A computer attack was claimed against the Canada Border Services Agency website on Sunday, the same day an outage paralyzed check-in kiosks at border checkpoints at Canadian airports.
The distributed denial of service (DDoS) attack was claimed by user NoName057 on his Telegram account. He has already claimed responsibility for several other attacks affecting Canadian sites, including the site of Prime Minister Justin Trudeau last April.
Just last week, he claimed responsibility for new attacks on pages of the Quebec government, then on those of eight other Canadian provincial and territorial governments.
Late Sunday afternoon, a “national computer outage” of check-in kiosks caused a slowdown at border checkpoints across the country, including at Montreal-Trudeau International Airport, according to reports. ‘said its operator Aéroports de Montréal (ADM).
The Canada Border Services Agency (CBSA) subsequently confirmed that it had encountered “intermittent connectivity issues with kiosks and electronic gates” at airports across the country.
However, the organization declined to comment on Monday, saying it had “no new information to share regarding this outage at this time.”
In fact, “distributed denial of services” type attacks do little damage to the attacked systems. They simply consist of overloading a site by multiplying connection requests.
Overloaded website
According to several cybersecurity experts consulted, the computer system of airport check-in terminals should normally be in a closed circuit, that is to say that it would not be connected to the internet and therefore could not be the target of such attacks.

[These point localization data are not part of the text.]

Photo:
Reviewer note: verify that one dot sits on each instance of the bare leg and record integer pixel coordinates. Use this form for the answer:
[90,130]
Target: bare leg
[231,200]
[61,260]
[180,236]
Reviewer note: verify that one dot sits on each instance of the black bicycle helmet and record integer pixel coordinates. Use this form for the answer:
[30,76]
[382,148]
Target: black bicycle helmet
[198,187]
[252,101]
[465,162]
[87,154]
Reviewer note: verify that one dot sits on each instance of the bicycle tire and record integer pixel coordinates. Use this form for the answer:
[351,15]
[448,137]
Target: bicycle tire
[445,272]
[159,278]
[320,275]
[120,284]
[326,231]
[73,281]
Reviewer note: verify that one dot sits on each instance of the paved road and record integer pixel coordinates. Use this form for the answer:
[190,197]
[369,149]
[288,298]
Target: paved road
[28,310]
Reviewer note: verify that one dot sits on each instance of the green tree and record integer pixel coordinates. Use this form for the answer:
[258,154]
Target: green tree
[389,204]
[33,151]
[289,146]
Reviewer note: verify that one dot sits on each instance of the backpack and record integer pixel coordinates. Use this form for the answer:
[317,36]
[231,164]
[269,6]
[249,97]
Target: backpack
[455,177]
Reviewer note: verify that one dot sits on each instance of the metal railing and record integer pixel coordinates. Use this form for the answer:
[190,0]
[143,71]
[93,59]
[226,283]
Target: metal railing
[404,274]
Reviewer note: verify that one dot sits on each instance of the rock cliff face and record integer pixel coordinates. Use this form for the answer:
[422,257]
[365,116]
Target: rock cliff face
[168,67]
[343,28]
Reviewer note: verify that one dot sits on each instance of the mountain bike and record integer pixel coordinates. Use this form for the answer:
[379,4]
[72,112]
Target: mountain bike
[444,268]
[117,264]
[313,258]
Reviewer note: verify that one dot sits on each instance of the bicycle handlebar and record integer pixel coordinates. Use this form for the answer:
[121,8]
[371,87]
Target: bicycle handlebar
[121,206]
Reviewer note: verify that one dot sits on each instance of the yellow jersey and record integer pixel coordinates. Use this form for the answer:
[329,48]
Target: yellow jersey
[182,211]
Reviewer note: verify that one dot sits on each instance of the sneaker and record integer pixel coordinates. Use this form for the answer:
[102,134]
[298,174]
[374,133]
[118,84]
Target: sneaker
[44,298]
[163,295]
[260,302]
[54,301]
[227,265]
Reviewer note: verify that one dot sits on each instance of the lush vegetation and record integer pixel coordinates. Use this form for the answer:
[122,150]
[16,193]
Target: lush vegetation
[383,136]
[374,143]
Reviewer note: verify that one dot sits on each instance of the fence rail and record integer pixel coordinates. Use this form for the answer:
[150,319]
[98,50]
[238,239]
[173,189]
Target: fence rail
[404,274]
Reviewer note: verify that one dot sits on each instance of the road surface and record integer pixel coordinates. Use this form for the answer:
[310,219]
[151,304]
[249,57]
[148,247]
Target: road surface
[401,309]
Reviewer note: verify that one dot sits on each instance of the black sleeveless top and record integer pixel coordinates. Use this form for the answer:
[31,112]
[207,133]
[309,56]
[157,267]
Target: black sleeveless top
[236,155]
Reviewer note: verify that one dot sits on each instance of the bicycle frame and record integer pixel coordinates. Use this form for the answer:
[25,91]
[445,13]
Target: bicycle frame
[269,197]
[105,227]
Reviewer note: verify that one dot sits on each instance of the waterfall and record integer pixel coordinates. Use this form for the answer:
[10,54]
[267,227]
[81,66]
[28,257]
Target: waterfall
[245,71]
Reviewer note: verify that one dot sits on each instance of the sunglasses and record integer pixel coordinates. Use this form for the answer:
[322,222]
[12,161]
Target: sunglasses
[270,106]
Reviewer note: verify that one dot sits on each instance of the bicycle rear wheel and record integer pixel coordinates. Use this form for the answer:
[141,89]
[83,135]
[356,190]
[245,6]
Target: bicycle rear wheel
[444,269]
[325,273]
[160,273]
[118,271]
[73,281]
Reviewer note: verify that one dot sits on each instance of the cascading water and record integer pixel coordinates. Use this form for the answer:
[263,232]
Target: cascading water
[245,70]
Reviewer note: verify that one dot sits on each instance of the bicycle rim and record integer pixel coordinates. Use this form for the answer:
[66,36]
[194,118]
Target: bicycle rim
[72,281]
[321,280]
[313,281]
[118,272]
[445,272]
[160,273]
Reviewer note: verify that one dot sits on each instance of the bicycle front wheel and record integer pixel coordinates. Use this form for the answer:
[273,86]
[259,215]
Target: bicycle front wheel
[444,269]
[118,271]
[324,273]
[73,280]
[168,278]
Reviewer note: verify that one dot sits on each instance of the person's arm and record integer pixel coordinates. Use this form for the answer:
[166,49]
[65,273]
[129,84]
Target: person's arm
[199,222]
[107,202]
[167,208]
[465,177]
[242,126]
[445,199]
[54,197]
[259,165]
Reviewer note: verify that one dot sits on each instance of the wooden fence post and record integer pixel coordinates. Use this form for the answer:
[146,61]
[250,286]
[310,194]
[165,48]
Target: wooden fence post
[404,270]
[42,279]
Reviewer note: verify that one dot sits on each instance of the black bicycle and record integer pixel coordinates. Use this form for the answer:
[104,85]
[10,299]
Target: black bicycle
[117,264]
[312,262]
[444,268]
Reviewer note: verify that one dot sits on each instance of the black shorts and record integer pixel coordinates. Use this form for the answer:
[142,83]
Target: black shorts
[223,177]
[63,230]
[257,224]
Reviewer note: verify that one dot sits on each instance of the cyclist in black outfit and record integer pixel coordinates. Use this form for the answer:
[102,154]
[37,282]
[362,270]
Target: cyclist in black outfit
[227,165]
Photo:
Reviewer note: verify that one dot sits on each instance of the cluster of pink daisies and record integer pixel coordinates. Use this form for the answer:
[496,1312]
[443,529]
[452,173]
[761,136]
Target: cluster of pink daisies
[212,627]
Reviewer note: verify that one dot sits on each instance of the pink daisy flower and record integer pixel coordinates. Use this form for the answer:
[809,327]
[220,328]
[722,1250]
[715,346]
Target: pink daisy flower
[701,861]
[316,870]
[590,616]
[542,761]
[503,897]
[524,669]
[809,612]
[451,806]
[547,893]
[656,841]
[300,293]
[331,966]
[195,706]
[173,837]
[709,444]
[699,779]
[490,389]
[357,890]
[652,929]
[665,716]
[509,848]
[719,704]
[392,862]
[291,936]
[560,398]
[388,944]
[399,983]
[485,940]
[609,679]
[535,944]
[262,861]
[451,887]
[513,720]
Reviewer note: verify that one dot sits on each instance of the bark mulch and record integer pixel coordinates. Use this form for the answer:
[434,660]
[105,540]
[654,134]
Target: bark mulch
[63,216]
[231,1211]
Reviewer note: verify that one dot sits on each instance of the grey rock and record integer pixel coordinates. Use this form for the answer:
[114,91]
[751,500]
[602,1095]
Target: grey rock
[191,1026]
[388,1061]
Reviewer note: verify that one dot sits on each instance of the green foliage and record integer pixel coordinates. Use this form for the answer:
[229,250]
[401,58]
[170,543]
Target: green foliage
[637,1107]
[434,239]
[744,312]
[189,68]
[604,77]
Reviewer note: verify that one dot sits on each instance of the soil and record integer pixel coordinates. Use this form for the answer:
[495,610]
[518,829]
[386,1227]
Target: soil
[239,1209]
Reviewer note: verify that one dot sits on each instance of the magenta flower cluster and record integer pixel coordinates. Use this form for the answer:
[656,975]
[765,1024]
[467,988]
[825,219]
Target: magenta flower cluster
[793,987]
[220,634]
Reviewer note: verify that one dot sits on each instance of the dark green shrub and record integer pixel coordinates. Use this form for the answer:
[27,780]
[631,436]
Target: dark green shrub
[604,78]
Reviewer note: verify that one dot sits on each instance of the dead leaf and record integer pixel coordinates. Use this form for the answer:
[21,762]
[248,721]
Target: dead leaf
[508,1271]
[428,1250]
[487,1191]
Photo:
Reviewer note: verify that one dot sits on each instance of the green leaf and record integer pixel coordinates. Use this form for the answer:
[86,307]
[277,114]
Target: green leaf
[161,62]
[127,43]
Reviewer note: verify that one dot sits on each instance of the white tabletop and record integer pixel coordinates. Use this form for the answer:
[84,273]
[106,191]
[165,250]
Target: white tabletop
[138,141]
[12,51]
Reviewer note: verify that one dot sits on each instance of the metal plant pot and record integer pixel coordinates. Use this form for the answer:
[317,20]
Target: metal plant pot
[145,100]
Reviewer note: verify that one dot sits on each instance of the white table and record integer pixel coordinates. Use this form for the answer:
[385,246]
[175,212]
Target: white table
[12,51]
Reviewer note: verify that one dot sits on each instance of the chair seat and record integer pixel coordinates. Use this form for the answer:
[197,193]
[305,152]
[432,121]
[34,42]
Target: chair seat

“With denial of service, it depends on how the network is interconnected,” however, raises the expert in cyberthreat detection at Streamscan, Karim Ganame.
His colleague, a specialist in cyber threats at Proofpoint, Alexis Dorais-Joncas, also raises the possibility that the check-in kiosks and the CBSA website share a common database which could falter if the organization’s website is submerged, such as during a DDoS.
“It is not impossible that the website overloaded by a DDoS in turn overloads the internal database, which can no longer be used for customs terminals,” he explains, adding that This is just a scenario.
In any case, “if indeed there is a link between the two (the attack and the terminal problems), it is problematic,” continues Karim Ganame. Indeed, this would be proof that a “DDoS can impact a transport and security system and paralyze it”.
According to him, Canadian authorities must think about the best way to respond to the NoName057 hackers.